Figure 4: View of 35 Hanover street, plausibly when it was occupied by Victorian Infant Asylum, c. 1865, source: Find & Connect. 2
Amidst the row of houses on the north side of Hanover Street, only John and Laurie’s house managed to escape the wave of demolition, while others – including number 7, of which John captured photographs before and in the process of demolition in 1959 – were torn down notwithstanding the evident absence of characteristics, as depicted in the photographs (1965.0004.00158; 1965.0004.00364; 1965.0004.00365; 1965.0004.00366), that would align with the designation of “slums”. Curiously, as recounted by Laurie, John had “[…] managed to get our house bumped up from [category] C to B presumably with the agreement of the other members. (laughs!)3

In light of these circumstances, it is worth considering that, besides his personal campaigning to preserve their house,  John’s membership in the “Survey and Identification” committee  played a pivotal role in the subsequent  reclassification and continued existence of this single house on the northern side of Hanover street.

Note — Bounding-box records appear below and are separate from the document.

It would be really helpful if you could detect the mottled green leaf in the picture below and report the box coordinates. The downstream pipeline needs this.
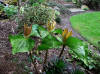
[38,35,62,50]
[9,35,34,54]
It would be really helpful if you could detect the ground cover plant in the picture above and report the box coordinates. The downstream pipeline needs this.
[70,12,100,47]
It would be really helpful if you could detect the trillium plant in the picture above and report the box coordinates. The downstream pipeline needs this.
[9,21,92,74]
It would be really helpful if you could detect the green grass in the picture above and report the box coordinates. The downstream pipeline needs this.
[70,12,100,47]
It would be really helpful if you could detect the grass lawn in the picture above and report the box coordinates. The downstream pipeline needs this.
[70,12,100,46]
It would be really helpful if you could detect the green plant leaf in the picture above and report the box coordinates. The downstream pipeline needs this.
[31,24,49,38]
[38,35,62,50]
[30,24,40,37]
[39,26,49,39]
[9,35,34,54]
[66,37,88,66]
[53,28,63,34]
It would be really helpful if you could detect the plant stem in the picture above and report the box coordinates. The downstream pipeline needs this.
[42,50,48,72]
[59,45,65,58]
[44,50,48,64]
[29,52,39,74]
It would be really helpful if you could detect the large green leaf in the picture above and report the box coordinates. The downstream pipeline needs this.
[31,24,40,37]
[66,37,88,65]
[31,24,49,38]
[38,35,62,50]
[53,28,63,34]
[39,26,49,39]
[9,35,34,54]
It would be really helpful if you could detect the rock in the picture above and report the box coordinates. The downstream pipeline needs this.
[81,5,89,10]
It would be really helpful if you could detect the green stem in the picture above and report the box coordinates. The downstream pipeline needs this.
[44,50,48,64]
[42,50,48,72]
[29,52,39,74]
[59,45,65,58]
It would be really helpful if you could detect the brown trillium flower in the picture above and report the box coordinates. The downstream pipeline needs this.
[24,24,32,37]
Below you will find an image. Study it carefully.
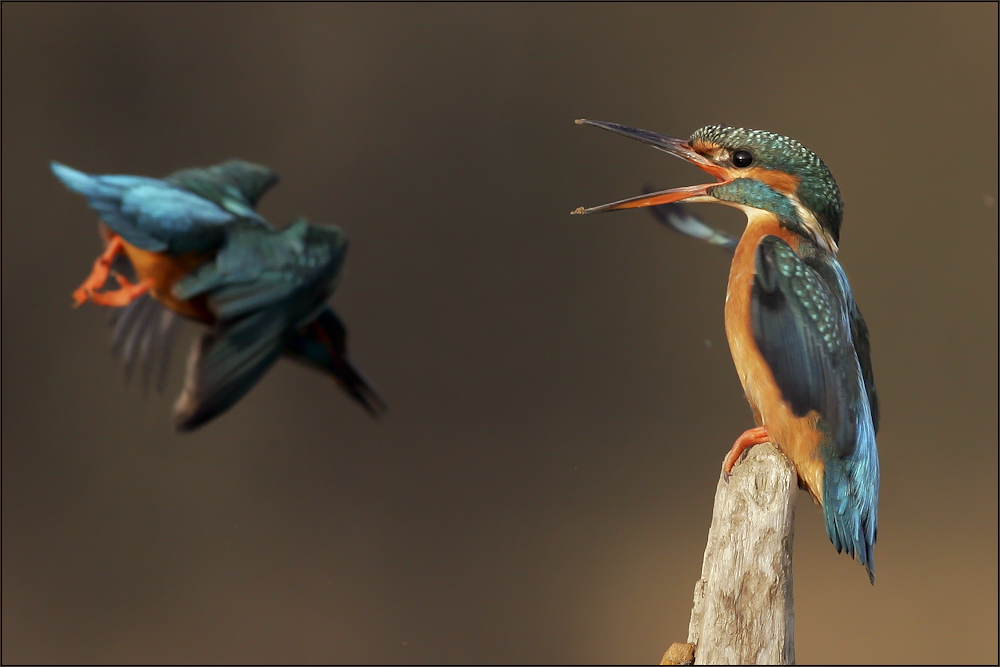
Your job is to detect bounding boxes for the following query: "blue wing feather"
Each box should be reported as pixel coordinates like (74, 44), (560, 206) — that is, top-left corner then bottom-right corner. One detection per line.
(751, 236), (879, 581)
(52, 162), (240, 255)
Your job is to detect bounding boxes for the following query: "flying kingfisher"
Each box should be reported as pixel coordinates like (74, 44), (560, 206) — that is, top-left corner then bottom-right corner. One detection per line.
(52, 160), (385, 431)
(573, 120), (879, 583)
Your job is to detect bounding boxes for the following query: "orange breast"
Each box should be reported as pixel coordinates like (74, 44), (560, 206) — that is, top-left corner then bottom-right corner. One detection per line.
(123, 240), (215, 324)
(726, 213), (823, 504)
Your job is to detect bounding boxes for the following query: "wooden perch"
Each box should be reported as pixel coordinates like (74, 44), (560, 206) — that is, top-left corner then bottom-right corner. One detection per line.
(661, 443), (798, 665)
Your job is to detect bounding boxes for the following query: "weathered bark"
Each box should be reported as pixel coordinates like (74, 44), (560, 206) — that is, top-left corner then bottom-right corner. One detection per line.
(684, 443), (798, 665)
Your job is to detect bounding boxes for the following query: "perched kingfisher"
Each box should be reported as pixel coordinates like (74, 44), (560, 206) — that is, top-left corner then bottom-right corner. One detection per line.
(573, 120), (879, 583)
(52, 160), (385, 431)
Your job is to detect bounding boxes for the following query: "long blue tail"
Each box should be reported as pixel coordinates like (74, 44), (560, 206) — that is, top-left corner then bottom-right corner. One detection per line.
(823, 401), (879, 584)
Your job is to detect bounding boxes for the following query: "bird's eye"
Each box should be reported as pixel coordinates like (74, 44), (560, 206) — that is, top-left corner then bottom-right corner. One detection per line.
(733, 151), (753, 169)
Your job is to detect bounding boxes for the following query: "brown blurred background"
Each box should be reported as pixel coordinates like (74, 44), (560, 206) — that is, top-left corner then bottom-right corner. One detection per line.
(2, 3), (998, 664)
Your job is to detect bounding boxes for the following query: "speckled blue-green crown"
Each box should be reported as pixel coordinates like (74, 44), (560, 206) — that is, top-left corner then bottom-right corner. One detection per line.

This story has presented me with the opportunity to capture yet another photograph of House Number 35 for archival purposes, 158 years after the first photograph was taken (Fig. 5)! The enduring pine trees, standing tall and now towering over the beautifully renovated bluestone residence (– and far from the threat of ‘slums’.)

Figure 5: View of House Number 35 on Hanover St, 26 August 2023, photograph by R. Alburz.

Ronak Alburz is a Ph.D. candidate at the University of Melbourne, and her current research specifically investigates the transmission of knowledge, cult practices, and funerary traditions, with an emphasis on the influence originating from the Black Sea region and its impact on northern and central Italy in the Archaic Period.


  1. There is also another photograph of the house from 1988 in the Caroline Simpson Collection, record number: 38480. For ownership history see Fitzroy History Society.
  2. According to Find & Connect, the original photograph is in the collection of Berry Street Archives.
  3. Fitzroy History Society, page 13. There are two audio recordings of the interview on the Fitzroy History Society’s page. The first YouTube video, which is the full version of the interview, has a much lower sound quality. However, the above-mentioned quote regarding the reclassification of John O’Brien’s house can be found at minutes 5:40 through 6:10. The second YouTube video on the page has a higher sound quality, but it is a much shorter version of the interview. Interestingly, it starts with the third question on the transcript of the interview. The above quote was the answer to the second question, so it has been edited out of this shorter version.